Girl Scouts of Western New York is proud to announce Zaria Gibson-Stevenson of Rochester, NY, as a 2020 Gold Award Girl Scout. Gibson-Stevenson’s project, Inspire You, involved creating a video to show diversity in Girl Scouting, primarily, black and brown Girl Scouts in the community for recruitment and awareness.
Gibson-Stevenson’s noted, “While going on Girl Scout cookie fundraisers/troop activities, my Girl Scout sisters and I would often get comments from others in the community about how surprised they were to discover that black and brown girls were involved in Girl Scouting. They would comment how many of my Caucasian/White Girl Scout sisters were often visible in the community, and that they did not know any black/brown troops existed. I wanted to do something to change that.” Gibson-Stevenson partnered with the Rochester Central Public Library, Soulstanable Living, LLC., the Williams Park Service Unit, Aenon Missionary Baptist Church, Girl Scouts of Western New York, and WDKX (103.9FM).
“My Gold Award Project video helped others by showing brown and black girls the benefits of Girl Scouting.

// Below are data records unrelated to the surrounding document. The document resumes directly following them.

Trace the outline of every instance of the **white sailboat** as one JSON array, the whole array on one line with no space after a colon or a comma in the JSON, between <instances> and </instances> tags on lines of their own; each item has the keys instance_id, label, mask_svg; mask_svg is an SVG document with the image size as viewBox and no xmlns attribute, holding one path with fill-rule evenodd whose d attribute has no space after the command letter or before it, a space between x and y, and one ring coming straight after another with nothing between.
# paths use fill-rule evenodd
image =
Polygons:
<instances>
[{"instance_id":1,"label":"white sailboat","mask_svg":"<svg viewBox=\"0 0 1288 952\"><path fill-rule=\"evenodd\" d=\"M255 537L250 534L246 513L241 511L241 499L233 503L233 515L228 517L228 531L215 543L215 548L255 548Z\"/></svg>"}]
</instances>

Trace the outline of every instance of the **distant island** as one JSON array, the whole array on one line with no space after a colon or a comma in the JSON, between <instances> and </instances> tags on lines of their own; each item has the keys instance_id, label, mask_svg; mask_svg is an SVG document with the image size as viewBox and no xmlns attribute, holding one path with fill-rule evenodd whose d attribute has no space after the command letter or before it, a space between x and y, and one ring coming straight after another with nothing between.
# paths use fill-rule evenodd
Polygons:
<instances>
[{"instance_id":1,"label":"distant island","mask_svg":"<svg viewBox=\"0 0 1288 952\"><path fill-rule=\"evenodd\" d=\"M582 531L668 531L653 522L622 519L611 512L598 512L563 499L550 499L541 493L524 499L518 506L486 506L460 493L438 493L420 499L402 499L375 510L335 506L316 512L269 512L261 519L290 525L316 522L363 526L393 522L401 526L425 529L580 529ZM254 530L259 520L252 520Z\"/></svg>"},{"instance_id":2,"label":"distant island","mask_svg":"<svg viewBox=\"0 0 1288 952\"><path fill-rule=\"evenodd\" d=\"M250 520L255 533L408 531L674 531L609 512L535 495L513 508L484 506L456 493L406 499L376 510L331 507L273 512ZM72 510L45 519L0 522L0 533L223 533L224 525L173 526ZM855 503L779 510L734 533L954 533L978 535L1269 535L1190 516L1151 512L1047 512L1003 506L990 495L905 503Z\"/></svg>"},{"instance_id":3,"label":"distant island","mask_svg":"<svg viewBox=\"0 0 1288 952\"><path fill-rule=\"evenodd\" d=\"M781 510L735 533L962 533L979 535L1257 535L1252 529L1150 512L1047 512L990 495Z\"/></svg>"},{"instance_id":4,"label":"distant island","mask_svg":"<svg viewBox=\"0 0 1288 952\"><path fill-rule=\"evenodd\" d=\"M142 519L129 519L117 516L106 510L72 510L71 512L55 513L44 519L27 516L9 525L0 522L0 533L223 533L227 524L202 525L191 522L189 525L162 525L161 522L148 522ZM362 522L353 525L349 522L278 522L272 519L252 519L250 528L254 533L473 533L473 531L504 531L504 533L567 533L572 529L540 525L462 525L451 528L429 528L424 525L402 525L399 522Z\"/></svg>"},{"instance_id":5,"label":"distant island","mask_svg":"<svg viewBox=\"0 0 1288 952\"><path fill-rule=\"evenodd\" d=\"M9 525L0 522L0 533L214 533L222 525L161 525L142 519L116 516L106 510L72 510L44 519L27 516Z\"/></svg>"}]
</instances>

It also showed positive images of brown and black girls doing positive things. I bonded with my Girl Scout sisters, and encouraged them to one day complete their Gold Award Projects. I served as a role model to them, and that made me feel good. Many of my Girl Scout sisters in my Williams Park Service Unit stated how they now wanted to work on their Gold Awards. I was humbled and honored to be an inspiration to my younger Girl Scout sisters. It has taught me that you never know who is looking at you, and it is always important to set a good example.”
Gibson-Stevenson said that “Girl Scouts made me become more independent and I learned new things about myself and others.” By earning her Gold Award during the 2020 Girl Scouting year, Gibson-Stevenson will be included in a virtual acknowledgment this June. All 2020 Gold Award Girl Scouts will receive the option to be a part of the 2021 in-person Gold Award ceremony next year to receive their Gold Award pin. The Girl Scout Gold Award is the most prestigious award in the world for girls.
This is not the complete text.